Wow!! This was all incredibly helpful!! Thank you so much for answering my questions!
I am still trying to process going to all deliveries by myself without a nicu respiratory therapist --that's intense!
Leader25, ASN, BSN, RN
1,344 Posts
Some nicus will try to pawn feeders,or long term pts because they are tired of the same routine day after day,you have to speak up.We had travel nurses they go acute cases but less patients which cause animosity with regular staff working short.
Ogamu1966
5 Posts
I have been NICU RN for over 25 years and did travel nursing for over 7 years only because I needed to get away from home during a separation to be away from 'the spouse'. It was fun to meet new people and visit new places while I worked. The COVID season was the best time for travel nursing.
Rule #1. Always maintain a PRN status at your permanent place of employment in case things do not go well and to avoid a fragmented/choppy resume.
Rule #2. Always keep 2 resumes. 1 for travel nursing and one for your regular employment.
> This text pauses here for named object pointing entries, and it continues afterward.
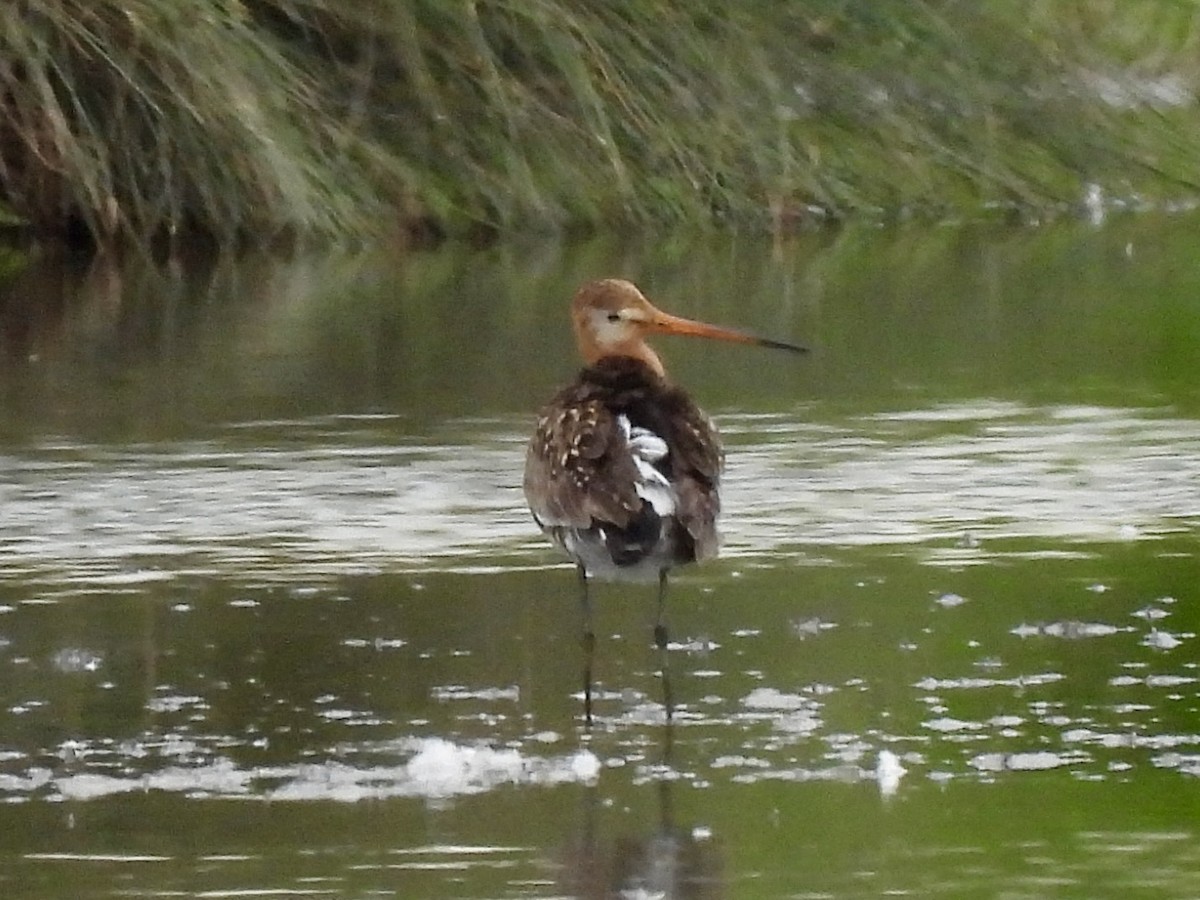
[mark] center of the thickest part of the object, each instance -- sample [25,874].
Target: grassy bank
[253,119]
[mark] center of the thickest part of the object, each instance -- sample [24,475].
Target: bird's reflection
[663,858]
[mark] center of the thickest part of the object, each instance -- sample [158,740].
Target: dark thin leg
[660,629]
[588,641]
[661,641]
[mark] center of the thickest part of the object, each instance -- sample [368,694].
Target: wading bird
[623,468]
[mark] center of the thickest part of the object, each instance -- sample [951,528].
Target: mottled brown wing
[697,462]
[577,467]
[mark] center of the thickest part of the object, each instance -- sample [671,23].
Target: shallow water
[274,619]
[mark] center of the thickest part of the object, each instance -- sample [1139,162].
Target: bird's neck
[639,351]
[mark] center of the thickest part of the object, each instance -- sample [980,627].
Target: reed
[132,119]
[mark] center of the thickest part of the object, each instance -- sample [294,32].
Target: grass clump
[234,118]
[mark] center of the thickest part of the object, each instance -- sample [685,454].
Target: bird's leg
[660,629]
[661,641]
[588,641]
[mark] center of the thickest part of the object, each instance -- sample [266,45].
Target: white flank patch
[647,449]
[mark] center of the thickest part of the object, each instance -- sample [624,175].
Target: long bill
[667,324]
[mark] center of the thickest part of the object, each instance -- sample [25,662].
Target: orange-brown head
[612,318]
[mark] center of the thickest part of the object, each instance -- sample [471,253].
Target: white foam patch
[435,769]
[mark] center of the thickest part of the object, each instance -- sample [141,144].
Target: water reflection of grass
[262,118]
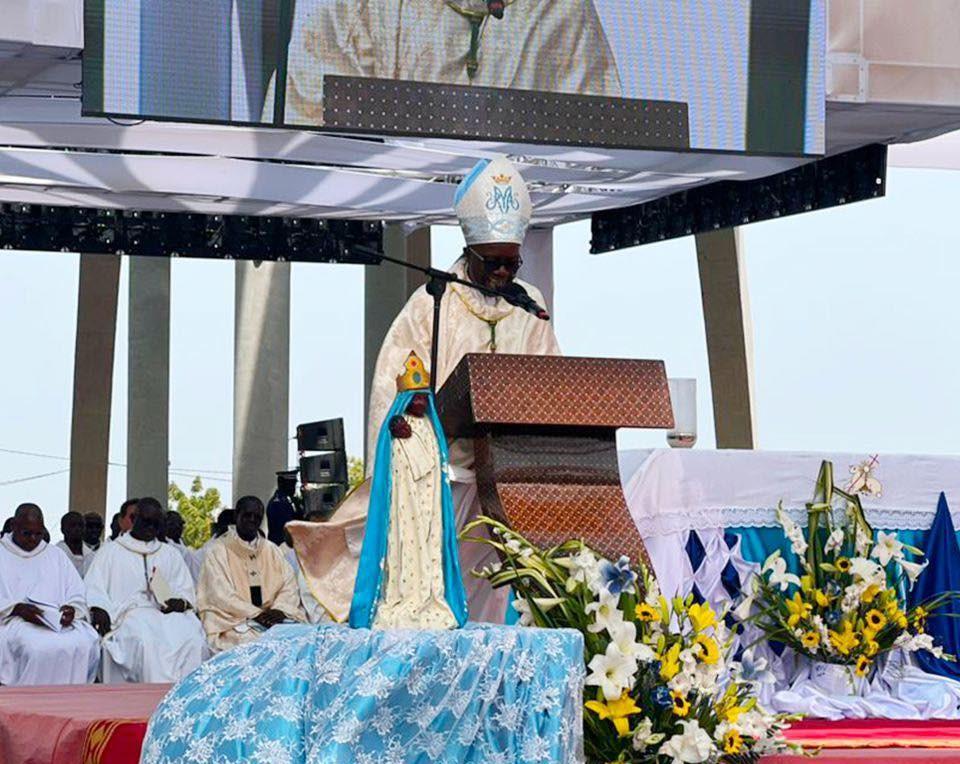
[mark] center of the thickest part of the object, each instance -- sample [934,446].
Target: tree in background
[198,509]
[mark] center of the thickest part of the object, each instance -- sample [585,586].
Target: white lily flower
[888,548]
[834,541]
[913,569]
[776,566]
[606,612]
[641,734]
[612,672]
[867,571]
[691,747]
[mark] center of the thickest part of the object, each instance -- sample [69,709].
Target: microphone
[517,295]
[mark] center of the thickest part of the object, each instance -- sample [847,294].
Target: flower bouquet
[849,605]
[659,685]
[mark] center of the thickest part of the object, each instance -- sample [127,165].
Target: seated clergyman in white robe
[494,209]
[246,585]
[44,634]
[141,599]
[72,528]
[546,45]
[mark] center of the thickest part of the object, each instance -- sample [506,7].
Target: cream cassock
[34,654]
[144,644]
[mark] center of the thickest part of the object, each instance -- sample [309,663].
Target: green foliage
[354,471]
[198,508]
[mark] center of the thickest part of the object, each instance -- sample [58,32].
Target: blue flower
[661,696]
[618,578]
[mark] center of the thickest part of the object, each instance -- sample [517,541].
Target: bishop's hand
[29,613]
[400,428]
[174,606]
[67,614]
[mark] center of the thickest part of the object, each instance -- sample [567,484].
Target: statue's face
[418,405]
[493,265]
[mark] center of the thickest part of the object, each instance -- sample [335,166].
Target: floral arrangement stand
[482,694]
[661,683]
[846,615]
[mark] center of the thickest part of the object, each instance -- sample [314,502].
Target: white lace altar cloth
[331,694]
[674,490]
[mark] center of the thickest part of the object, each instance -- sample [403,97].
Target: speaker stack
[323,466]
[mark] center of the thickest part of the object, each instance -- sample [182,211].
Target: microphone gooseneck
[516,295]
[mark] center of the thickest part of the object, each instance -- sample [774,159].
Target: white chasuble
[144,645]
[29,654]
[469,323]
[413,591]
[547,45]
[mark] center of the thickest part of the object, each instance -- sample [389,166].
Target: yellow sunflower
[798,609]
[681,706]
[732,742]
[709,650]
[647,613]
[875,619]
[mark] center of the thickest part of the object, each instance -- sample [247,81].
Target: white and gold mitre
[492,203]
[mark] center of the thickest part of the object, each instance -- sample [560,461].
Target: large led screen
[712,75]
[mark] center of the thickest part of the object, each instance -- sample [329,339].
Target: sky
[854,312]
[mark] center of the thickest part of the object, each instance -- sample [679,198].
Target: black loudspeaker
[324,468]
[320,436]
[323,499]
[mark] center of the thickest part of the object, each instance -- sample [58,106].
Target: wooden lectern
[544,429]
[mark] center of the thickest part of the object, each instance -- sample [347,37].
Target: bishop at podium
[493,207]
Never mix both up unless you do not keep your employment with your PRN status at your job and have decided to go full time with travel nursing(an absolute no-no!)
Rule #3. Avoid states that pay state taxes, because you will be paying taxes in your home state and the state of your travel nursing employment. By the time you pay for housing, transportation and taxes, you are left with less than you would have made as a full-time employee at your home state.
After 25 years in NICU, I do not wish to travel and wake up in strange beds. I make more as a regular staff RN with benefits and can always pick up one extra shift a week to meet my needs and maintain job security with benefits. Been there, done that. No more travel nursing for me. I love my home and I do not like to pay taxes in 2 states.